E.ON acquired the assets in Italy, Spain and France last year for EUR11.5 billion from Enel SpA (ENEL.MI) and Acciona SA (ANA.MC) in a compromise that ended the German company's bid for Spain's Endesa SA (ELE.MC).

While the charges on the European assets had been aniticipated in light of worsened market conditions in the ecnonomic crisis, analysts said the U.S. impairment charge was a negative surprise.

"The impairment charge for the U.S. Midwest market unit and the fact that it accounts for almost half of the overall impairment charge volume is certainly a negative surprise," said Sal. Oppenheim analyst Matthias Heck, who rates E.ON shares as buy.

E.ON expects lower longer-term growth rates for that business unit, reflecting the poor state of the U.S. economy, he said.

"This is particularly dissapointing given that most of E.ON's U.S. business is regulated."

E.ON's shares outperformed a broadly lower market in Tuesday's trading session in spite of the announced charges, which traders and analysts said was due to the preliminary 2008 results and dividend plans.

At 1017 GMT E.ON shares traded down EUR0.28, or 1.1% lower, at EUR24.74.

The impairment charges would hit the company's 2008 consolidated net profit, but will leave adjusted net profit and adjusted earnings before interest and taxes unaffected, it added.

E.ON said based on preliminary figures it expects 2008 adjusted EBIT to rise by 7% to 8% on the year and a similar increase for adjusted net profit, in line with its previous guidance of 5% to 10% increases.
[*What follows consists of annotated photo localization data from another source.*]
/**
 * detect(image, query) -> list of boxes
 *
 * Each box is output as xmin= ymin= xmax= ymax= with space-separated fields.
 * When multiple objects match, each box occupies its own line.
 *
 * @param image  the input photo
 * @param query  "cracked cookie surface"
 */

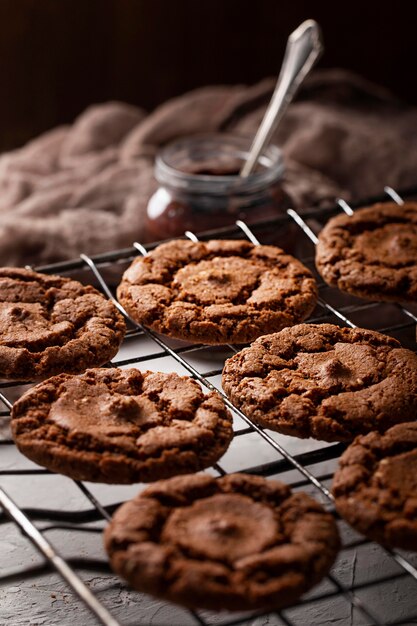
xmin=222 ymin=323 xmax=417 ymax=442
xmin=0 ymin=267 xmax=125 ymax=380
xmin=333 ymin=423 xmax=417 ymax=550
xmin=117 ymin=240 xmax=318 ymax=344
xmin=316 ymin=202 xmax=417 ymax=302
xmin=11 ymin=368 xmax=233 ymax=483
xmin=104 ymin=473 xmax=339 ymax=611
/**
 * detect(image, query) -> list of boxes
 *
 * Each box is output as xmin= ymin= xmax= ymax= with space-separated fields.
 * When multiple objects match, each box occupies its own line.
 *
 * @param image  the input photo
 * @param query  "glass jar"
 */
xmin=146 ymin=134 xmax=292 ymax=241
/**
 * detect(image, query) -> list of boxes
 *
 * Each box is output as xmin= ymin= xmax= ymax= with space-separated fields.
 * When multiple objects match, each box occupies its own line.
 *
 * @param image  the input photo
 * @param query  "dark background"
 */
xmin=0 ymin=0 xmax=415 ymax=151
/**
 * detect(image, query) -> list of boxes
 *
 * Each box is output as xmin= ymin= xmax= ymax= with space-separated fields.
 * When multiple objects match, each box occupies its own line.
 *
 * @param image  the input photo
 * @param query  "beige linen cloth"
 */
xmin=1 ymin=69 xmax=417 ymax=267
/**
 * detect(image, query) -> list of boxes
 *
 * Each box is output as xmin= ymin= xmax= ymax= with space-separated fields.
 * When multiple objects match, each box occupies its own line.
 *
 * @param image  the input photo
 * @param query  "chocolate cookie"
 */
xmin=11 ymin=368 xmax=233 ymax=483
xmin=104 ymin=473 xmax=339 ymax=611
xmin=316 ymin=202 xmax=417 ymax=302
xmin=117 ymin=239 xmax=318 ymax=344
xmin=0 ymin=267 xmax=125 ymax=380
xmin=222 ymin=323 xmax=417 ymax=442
xmin=333 ymin=423 xmax=417 ymax=550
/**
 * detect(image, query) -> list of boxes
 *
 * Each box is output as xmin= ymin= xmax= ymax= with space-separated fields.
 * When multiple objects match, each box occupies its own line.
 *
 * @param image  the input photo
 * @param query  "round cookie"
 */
xmin=0 ymin=267 xmax=125 ymax=381
xmin=222 ymin=323 xmax=417 ymax=442
xmin=11 ymin=368 xmax=233 ymax=483
xmin=316 ymin=202 xmax=417 ymax=303
xmin=104 ymin=473 xmax=340 ymax=611
xmin=333 ymin=423 xmax=417 ymax=551
xmin=117 ymin=239 xmax=318 ymax=344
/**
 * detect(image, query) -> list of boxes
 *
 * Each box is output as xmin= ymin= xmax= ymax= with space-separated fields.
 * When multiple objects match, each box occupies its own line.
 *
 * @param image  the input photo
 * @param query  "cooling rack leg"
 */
xmin=0 ymin=486 xmax=121 ymax=626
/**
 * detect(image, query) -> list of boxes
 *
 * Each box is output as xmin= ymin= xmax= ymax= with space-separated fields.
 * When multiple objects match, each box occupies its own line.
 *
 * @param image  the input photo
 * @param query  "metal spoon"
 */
xmin=240 ymin=19 xmax=323 ymax=178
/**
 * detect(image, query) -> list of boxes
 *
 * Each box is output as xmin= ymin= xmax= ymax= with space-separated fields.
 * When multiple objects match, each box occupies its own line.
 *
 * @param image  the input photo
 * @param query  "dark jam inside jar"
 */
xmin=146 ymin=134 xmax=291 ymax=241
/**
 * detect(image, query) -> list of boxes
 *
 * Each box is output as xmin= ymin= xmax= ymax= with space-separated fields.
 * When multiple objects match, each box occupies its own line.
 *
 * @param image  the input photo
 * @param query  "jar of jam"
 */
xmin=146 ymin=134 xmax=292 ymax=241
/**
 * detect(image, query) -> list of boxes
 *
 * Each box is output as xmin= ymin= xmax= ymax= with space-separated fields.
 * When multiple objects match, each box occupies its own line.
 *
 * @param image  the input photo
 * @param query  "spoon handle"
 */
xmin=240 ymin=19 xmax=323 ymax=178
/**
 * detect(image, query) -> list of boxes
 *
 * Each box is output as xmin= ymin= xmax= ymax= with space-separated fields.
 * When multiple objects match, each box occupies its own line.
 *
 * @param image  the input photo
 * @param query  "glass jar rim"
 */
xmin=154 ymin=133 xmax=285 ymax=195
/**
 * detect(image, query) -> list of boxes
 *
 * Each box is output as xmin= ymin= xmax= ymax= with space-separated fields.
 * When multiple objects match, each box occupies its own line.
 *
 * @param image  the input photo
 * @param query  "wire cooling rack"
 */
xmin=1 ymin=186 xmax=417 ymax=626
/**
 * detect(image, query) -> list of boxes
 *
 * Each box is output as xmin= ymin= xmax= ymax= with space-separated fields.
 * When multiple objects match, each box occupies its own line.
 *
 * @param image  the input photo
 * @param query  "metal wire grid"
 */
xmin=1 ymin=186 xmax=417 ymax=626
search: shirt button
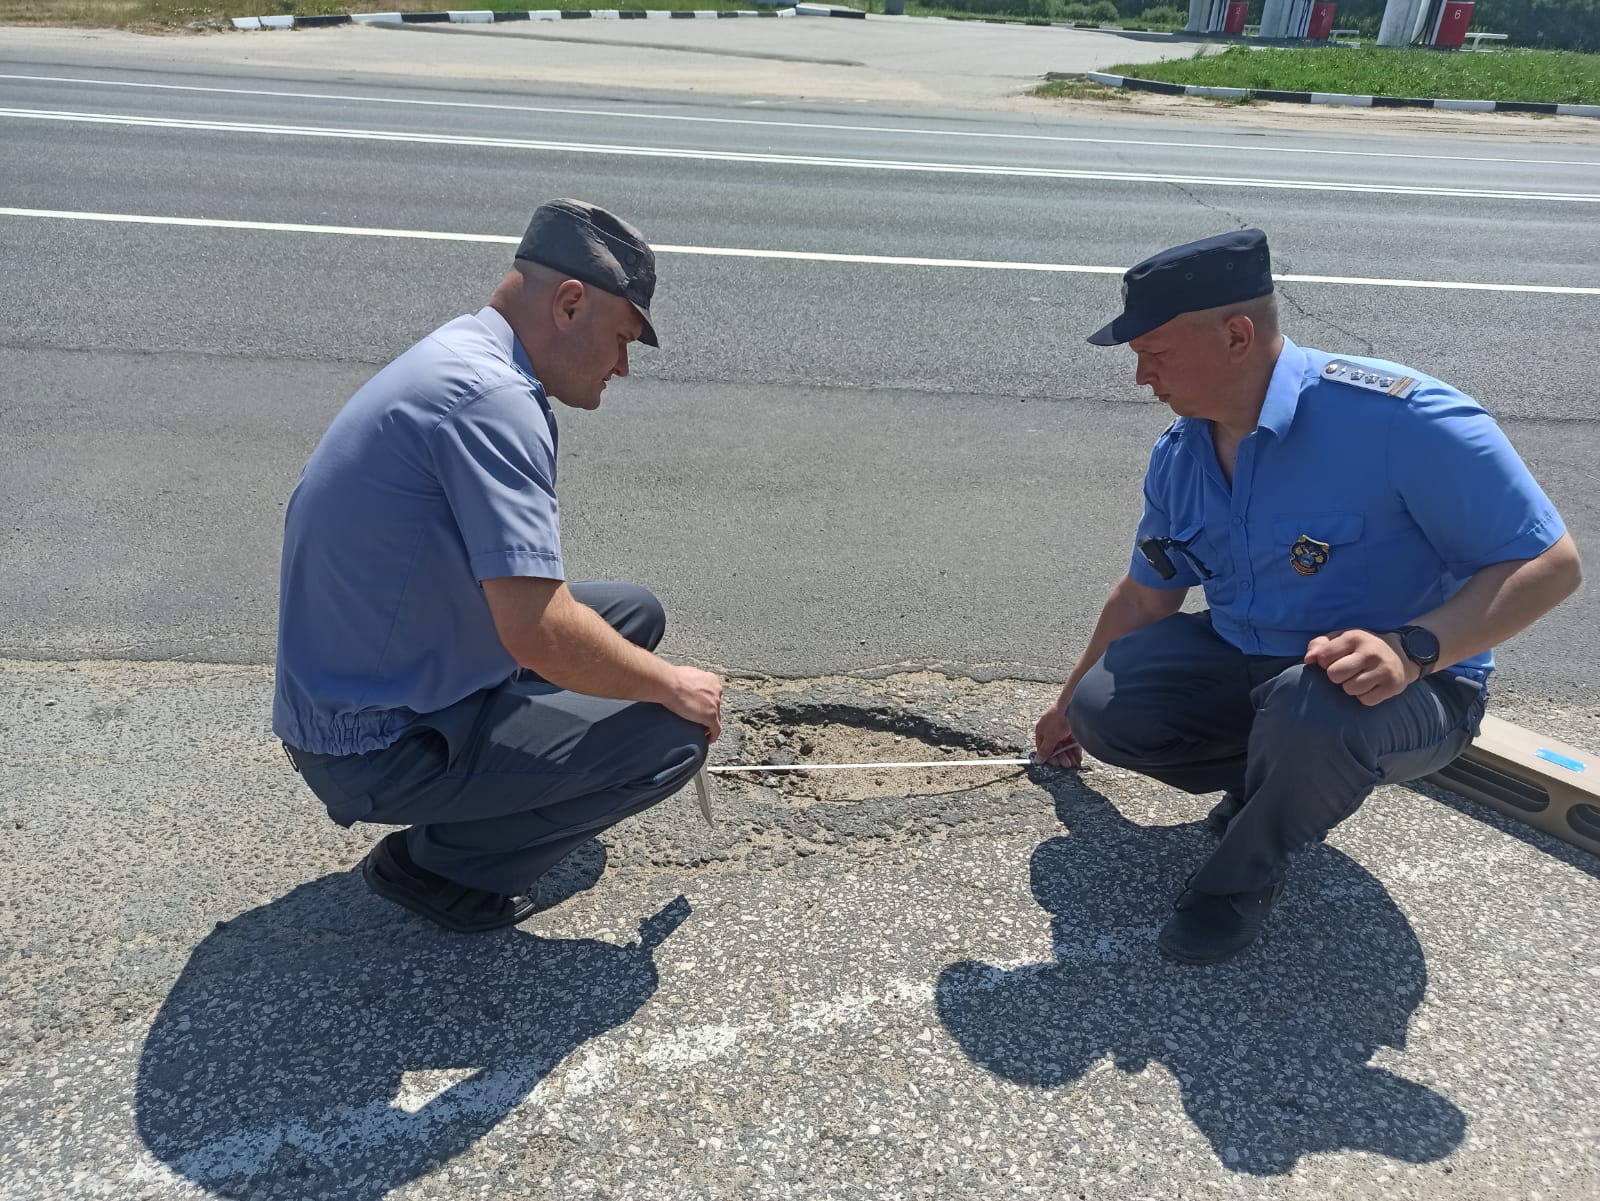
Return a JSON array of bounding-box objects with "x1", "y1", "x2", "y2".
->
[
  {"x1": 1241, "y1": 580, "x2": 1252, "y2": 592},
  {"x1": 1233, "y1": 516, "x2": 1245, "y2": 526}
]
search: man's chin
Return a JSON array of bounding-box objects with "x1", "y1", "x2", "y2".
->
[{"x1": 554, "y1": 391, "x2": 603, "y2": 411}]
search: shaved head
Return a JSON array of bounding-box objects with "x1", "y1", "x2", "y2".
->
[{"x1": 1177, "y1": 293, "x2": 1280, "y2": 340}]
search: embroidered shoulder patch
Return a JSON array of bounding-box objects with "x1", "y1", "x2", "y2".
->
[{"x1": 1320, "y1": 360, "x2": 1419, "y2": 399}]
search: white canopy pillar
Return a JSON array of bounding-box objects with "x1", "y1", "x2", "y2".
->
[
  {"x1": 1378, "y1": 0, "x2": 1429, "y2": 45},
  {"x1": 1186, "y1": 0, "x2": 1231, "y2": 32},
  {"x1": 1259, "y1": 0, "x2": 1314, "y2": 37}
]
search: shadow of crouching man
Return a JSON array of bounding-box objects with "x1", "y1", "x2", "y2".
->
[
  {"x1": 136, "y1": 859, "x2": 688, "y2": 1199},
  {"x1": 935, "y1": 777, "x2": 1466, "y2": 1177}
]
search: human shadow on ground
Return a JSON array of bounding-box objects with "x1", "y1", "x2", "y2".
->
[
  {"x1": 137, "y1": 843, "x2": 685, "y2": 1200},
  {"x1": 936, "y1": 776, "x2": 1465, "y2": 1176}
]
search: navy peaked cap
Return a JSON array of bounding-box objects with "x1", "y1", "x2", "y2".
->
[{"x1": 1087, "y1": 228, "x2": 1274, "y2": 347}]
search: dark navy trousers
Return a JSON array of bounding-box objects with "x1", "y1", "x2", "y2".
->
[
  {"x1": 288, "y1": 582, "x2": 709, "y2": 894},
  {"x1": 1067, "y1": 611, "x2": 1485, "y2": 895}
]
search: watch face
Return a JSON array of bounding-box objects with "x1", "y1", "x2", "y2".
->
[{"x1": 1403, "y1": 626, "x2": 1441, "y2": 664}]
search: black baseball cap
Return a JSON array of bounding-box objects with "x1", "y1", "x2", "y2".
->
[
  {"x1": 1087, "y1": 228, "x2": 1274, "y2": 347},
  {"x1": 515, "y1": 199, "x2": 659, "y2": 348}
]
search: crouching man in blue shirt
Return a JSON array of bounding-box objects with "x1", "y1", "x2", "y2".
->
[
  {"x1": 1034, "y1": 229, "x2": 1581, "y2": 966},
  {"x1": 274, "y1": 199, "x2": 722, "y2": 933}
]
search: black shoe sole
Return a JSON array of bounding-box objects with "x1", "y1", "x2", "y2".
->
[
  {"x1": 361, "y1": 838, "x2": 537, "y2": 934},
  {"x1": 1156, "y1": 930, "x2": 1260, "y2": 965}
]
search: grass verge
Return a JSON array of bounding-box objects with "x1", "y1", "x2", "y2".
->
[
  {"x1": 1097, "y1": 45, "x2": 1600, "y2": 105},
  {"x1": 1033, "y1": 76, "x2": 1131, "y2": 99}
]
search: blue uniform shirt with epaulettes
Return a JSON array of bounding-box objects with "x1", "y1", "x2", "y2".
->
[{"x1": 1130, "y1": 336, "x2": 1566, "y2": 690}]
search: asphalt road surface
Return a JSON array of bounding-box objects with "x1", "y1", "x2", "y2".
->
[{"x1": 1, "y1": 49, "x2": 1596, "y2": 698}]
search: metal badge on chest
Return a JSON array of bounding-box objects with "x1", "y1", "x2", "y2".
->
[{"x1": 1291, "y1": 534, "x2": 1331, "y2": 576}]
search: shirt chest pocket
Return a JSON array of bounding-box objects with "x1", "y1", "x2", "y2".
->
[
  {"x1": 1168, "y1": 519, "x2": 1233, "y2": 582},
  {"x1": 1271, "y1": 513, "x2": 1366, "y2": 580}
]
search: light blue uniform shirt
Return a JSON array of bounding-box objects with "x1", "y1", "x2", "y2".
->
[
  {"x1": 1131, "y1": 337, "x2": 1565, "y2": 689},
  {"x1": 273, "y1": 308, "x2": 563, "y2": 755}
]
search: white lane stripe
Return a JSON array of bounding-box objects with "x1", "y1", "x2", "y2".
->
[
  {"x1": 2, "y1": 208, "x2": 1596, "y2": 296},
  {"x1": 2, "y1": 71, "x2": 1596, "y2": 170},
  {"x1": 4, "y1": 106, "x2": 1599, "y2": 204}
]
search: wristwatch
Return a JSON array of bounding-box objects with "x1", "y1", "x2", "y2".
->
[{"x1": 1390, "y1": 625, "x2": 1441, "y2": 674}]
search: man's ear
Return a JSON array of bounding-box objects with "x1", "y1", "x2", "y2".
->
[
  {"x1": 1224, "y1": 314, "x2": 1256, "y2": 358},
  {"x1": 550, "y1": 278, "x2": 587, "y2": 330}
]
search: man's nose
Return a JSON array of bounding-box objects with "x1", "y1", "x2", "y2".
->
[{"x1": 614, "y1": 346, "x2": 630, "y2": 378}]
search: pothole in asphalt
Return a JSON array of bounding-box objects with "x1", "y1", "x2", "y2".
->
[{"x1": 718, "y1": 702, "x2": 1031, "y2": 803}]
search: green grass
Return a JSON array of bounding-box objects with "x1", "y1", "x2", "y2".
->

E.ON will report 2008 March 10.

Based on the preliminary figures E.ON said it intends to propose a dividend payment for 2008 of EUR1.50 per share, representing a 9.5% year-on-year rise, but just below the lower end of its targeted range for a 10% to 20% annual dividend increase.

E.ON further said it intends to generate EUR1.5 billion in savings and efficiency improvements until 2011 to ensure it can still achieve its growth targets in a deteriorated market environment.

The measures are aimed at the company's entire value chain and all operations, including specific action in areas such as procurement, IT and administration.

Other measures aim at improving better utilitzation of generation capacity in the Nordic market unit, optimizing the sales business in the U.K., marketing storage capacity in the pan-European Gas unit and the organizational integration of power and gas sales in Germany, E.ON said.